Interfacility Transfer Outcomes Among Children With Complex Chronic Conditions: Associations Between Patient-Level and Hospital-Level Factors and Transfer Outcomes

Author:

Uthappa Diya M.1,Ellett Tressa L.1,Nyarko Tichelle1,Rikhi Aruna2,Parente Victoria M.3,Ming David Y.345,White Michelle J.3

Affiliation:

1. aDoctor of Medicine Program

2. bDuke Clinical Research Institute, Durham, North Carolina

3. cDivision of Hospital Medicine, Department of Pediatrics

4. dDivision of General Internal Medicine, Department of Medicine, Duke University Medical Center, Durham, North Carolina

5. eDepartment of Population Health Sciences, School of Medicine, Duke University, Durham, North Carolina

Abstract

OBJECTIVES Determine patient- and referring hospital-level predictors of transfer outcomes among children with 1 or more complex chronic conditions (CCCs) transferred to a large academic medical center.

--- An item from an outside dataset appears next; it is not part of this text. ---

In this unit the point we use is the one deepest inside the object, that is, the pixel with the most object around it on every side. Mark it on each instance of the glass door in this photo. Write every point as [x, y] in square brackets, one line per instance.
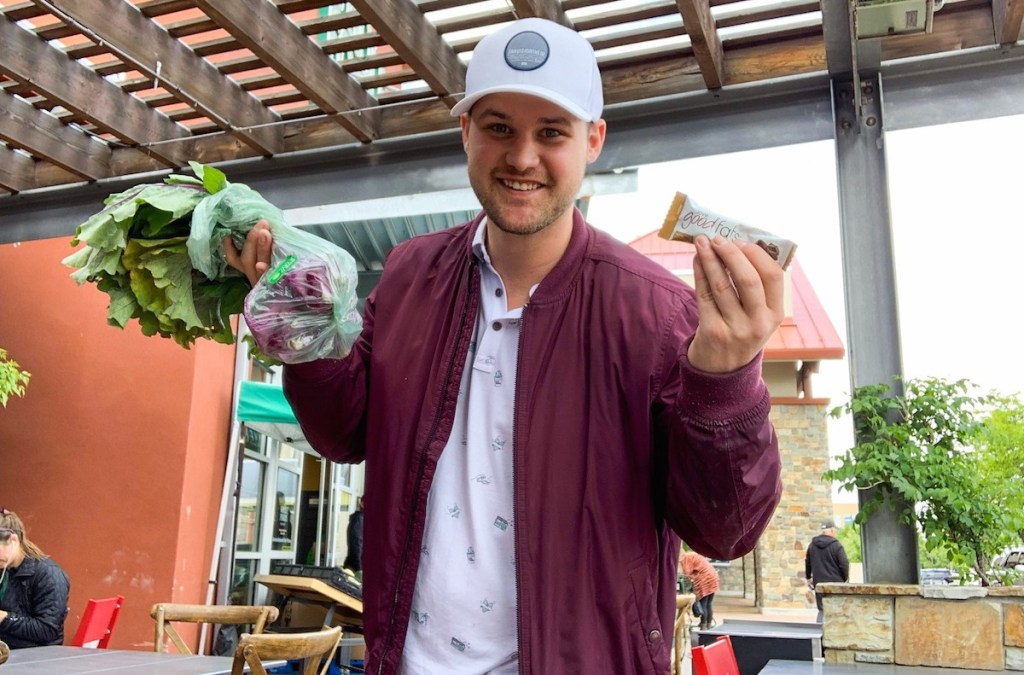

METHODS We conducted a retrospective chart review of 2063 pediatric inpatient admissions from 2017 to 2019 with at least 1 CCC defined by International Classification of Diseases, Tenth Revision codes. Charts were excluded if patients were admitted via any route other than transfer from a referring hospital's emergency department or inpatient ward. Patient-level factors were race/ethnicity, payer, and area median income. Hospital-level factors included the clinician type initiating transfer and whether the referring-hospital had an inpatient pediatric ward. Transfer outcomes were rapid response within 24 hours of admission, Pediatric Early Warning Score at admission, and hours to arrival. Regression analyses adjusted for age were used to determine association between patient- and hospital-level predictors with transfer outcomes. RESULTS There were no significant associations between patient-level predictors and transfer outcomes. Hospital-level adjusted analyses indicated that transfers from hospitals without inpatient pediatrics wards had lower odds of ICU admission during hospitalization (odds ratio, 0.46; 95% confidence interval, 0.22–0.97) and shorter transfer times (β-coefficient, −2.54; 95% CI, −3.60 to −1.49) versus transfers from hospitals with inpatient pediatrics wards. There were no significant associations between clinician type and transfer outcomes. CONCLUSIONS For pediatric patients with CCCs, patient-level predictors were not associated with clinical outcomes. Transfers from hospitals without inpatient pediatric wards were less likely to require ICU admission and had shorter interfacility transfer times compared with those from hospitals with inpatient pediatrics wards.